The winning competition design by AKVS architecture envisioned new architectural elements that, like modern implants, contribute to the healing of the whole. The original space of a one-hundred-year-old boiler room is preserved in its full height and authentic proportions, without divisions. It features three key interventions by the architects: an independent yellow-steel gallery for additional working areas, large gabion panels at multiple entry points, and a glazed roof at the heart of the building. Steel terraces of the new gallery levitate at different heights within the voluminous industrial space, creating a unique co-working landscape with a strong sense of togetherness among Ložionica's creative community. Slender, 5m high gabion panels, filled with railway rocks, filter sunlight, creating magical plays of sun and shadow inside. The repurposed spaces of Ložionica include a multifunctional black-box hall, a community restaurant, a large exhibition space under the glazed roof in the centre, and a variety of co-working spaces on the gallery overlooking the public space ahead. The old Watertower is repurposed for immersive exhibitions and painted in terracotta red, like the nearby Gazela bridge, which largely determined its fate in the past. It is connected to Ložionica park via a 33m-span steel pedestrian bridge. The new multifunctional park builds upon the rich historical mental map of the old railway site – previous locomotive routes now become routes of its visitors. The refurbished central Turntable becomes the focal point of pedestrian circulation, with the newly added 16-meter-long community table rotating in its center.

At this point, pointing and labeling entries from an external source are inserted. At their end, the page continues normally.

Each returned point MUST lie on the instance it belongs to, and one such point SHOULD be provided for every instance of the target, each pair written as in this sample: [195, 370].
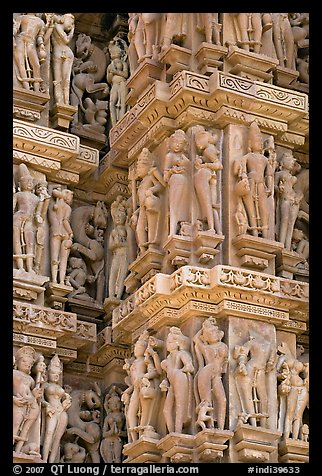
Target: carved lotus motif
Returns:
[240, 279]
[258, 282]
[274, 286]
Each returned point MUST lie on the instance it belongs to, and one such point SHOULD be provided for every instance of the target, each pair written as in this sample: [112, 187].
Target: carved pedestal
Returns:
[250, 65]
[206, 245]
[209, 57]
[62, 116]
[210, 444]
[28, 105]
[176, 58]
[286, 262]
[255, 444]
[90, 136]
[86, 310]
[177, 447]
[143, 268]
[29, 286]
[301, 274]
[256, 253]
[56, 295]
[146, 73]
[284, 77]
[179, 249]
[293, 451]
[145, 450]
[21, 458]
[109, 305]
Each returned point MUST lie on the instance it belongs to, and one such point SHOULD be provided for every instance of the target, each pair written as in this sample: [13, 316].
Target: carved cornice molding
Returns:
[40, 140]
[220, 99]
[87, 370]
[56, 153]
[61, 326]
[42, 321]
[222, 291]
[46, 346]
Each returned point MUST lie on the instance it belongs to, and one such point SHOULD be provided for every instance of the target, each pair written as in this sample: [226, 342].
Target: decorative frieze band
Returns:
[224, 288]
[212, 95]
[40, 140]
[46, 321]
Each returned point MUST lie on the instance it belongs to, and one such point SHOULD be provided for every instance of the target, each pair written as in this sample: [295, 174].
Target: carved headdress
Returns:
[55, 365]
[25, 351]
[254, 135]
[24, 173]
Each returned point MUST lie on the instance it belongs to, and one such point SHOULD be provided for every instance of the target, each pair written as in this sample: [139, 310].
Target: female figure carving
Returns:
[212, 357]
[256, 176]
[62, 56]
[119, 248]
[205, 178]
[117, 74]
[283, 39]
[293, 391]
[88, 224]
[176, 174]
[146, 218]
[113, 427]
[136, 371]
[30, 36]
[178, 382]
[61, 233]
[56, 403]
[287, 201]
[255, 359]
[26, 396]
[25, 203]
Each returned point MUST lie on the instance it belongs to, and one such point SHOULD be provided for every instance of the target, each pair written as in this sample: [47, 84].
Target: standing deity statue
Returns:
[256, 358]
[293, 391]
[152, 33]
[88, 93]
[136, 369]
[26, 218]
[175, 29]
[283, 40]
[136, 49]
[113, 427]
[150, 393]
[26, 402]
[119, 248]
[41, 213]
[176, 174]
[147, 201]
[179, 368]
[73, 453]
[249, 29]
[89, 223]
[300, 244]
[56, 403]
[62, 56]
[30, 35]
[205, 177]
[117, 74]
[78, 277]
[209, 24]
[287, 200]
[255, 183]
[212, 358]
[60, 231]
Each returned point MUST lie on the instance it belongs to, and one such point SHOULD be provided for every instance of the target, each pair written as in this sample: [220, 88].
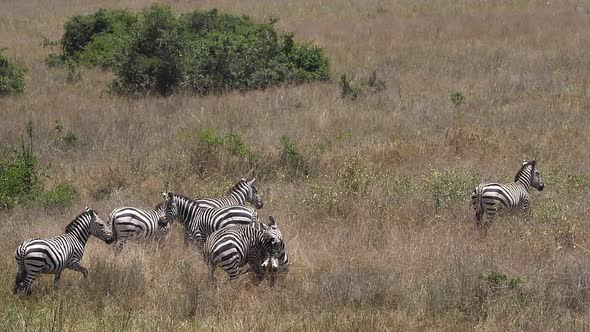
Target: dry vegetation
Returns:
[380, 234]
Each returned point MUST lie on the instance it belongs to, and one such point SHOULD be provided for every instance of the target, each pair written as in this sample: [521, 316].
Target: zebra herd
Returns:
[225, 230]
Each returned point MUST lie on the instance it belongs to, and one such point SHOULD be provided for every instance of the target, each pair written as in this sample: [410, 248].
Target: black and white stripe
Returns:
[129, 223]
[200, 222]
[490, 197]
[233, 247]
[242, 192]
[53, 255]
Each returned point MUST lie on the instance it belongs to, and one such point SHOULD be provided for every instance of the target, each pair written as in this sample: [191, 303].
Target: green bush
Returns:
[82, 30]
[158, 51]
[63, 195]
[12, 77]
[18, 178]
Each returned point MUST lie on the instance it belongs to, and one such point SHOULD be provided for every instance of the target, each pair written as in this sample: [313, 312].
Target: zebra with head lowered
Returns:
[129, 223]
[490, 197]
[242, 192]
[234, 247]
[53, 255]
[201, 222]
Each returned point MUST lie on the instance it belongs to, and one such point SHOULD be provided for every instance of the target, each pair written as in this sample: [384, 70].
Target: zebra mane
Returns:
[523, 168]
[237, 185]
[81, 217]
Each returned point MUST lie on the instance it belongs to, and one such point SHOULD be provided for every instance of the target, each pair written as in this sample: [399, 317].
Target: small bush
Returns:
[18, 178]
[234, 143]
[457, 98]
[351, 88]
[292, 159]
[12, 79]
[65, 138]
[63, 195]
[449, 187]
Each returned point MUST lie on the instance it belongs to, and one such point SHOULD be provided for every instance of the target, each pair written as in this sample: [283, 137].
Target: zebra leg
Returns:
[56, 279]
[20, 278]
[211, 267]
[119, 246]
[77, 267]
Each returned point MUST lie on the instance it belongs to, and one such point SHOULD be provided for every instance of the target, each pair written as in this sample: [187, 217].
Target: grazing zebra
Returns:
[489, 198]
[283, 258]
[200, 222]
[242, 192]
[129, 223]
[234, 247]
[53, 255]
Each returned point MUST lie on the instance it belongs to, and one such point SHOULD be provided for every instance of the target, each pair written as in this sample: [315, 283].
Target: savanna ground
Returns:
[380, 233]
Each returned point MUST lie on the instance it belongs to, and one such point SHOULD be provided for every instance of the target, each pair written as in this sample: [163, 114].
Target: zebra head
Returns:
[170, 209]
[529, 175]
[98, 227]
[252, 195]
[273, 234]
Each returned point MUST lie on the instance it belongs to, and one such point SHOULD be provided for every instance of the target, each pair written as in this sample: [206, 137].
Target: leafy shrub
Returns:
[158, 51]
[12, 79]
[82, 30]
[234, 143]
[457, 98]
[150, 59]
[63, 195]
[66, 138]
[292, 159]
[18, 178]
[351, 88]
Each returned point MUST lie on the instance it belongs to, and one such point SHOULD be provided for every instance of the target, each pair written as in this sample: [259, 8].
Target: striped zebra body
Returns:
[129, 223]
[282, 257]
[53, 255]
[200, 222]
[233, 247]
[242, 192]
[488, 199]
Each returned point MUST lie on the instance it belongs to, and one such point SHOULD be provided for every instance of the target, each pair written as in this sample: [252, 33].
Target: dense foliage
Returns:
[159, 51]
[12, 79]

The new House for e-Government is an architectural and structural milestone for the entire region, being suspended in thin air around the central 11-meter-wide reinforced concrete core, with an 8.5-meter cantilever all around it. It features a panoramic public terrace on the 2nd floor, fully accessible via an open-air escalator, a gesture that dramatically extends the site's public area and strengthens its social bonds with the city. Its oxygen envelope – a vertical bamboo forest – was carefully developed by the architects to improve the working conditions within one of the most contaminated aerial environments in Belgrade. With smart suspended planters and a thin steel wire mesh all around, it is expected to grow a thick green buffer all around the building in the future.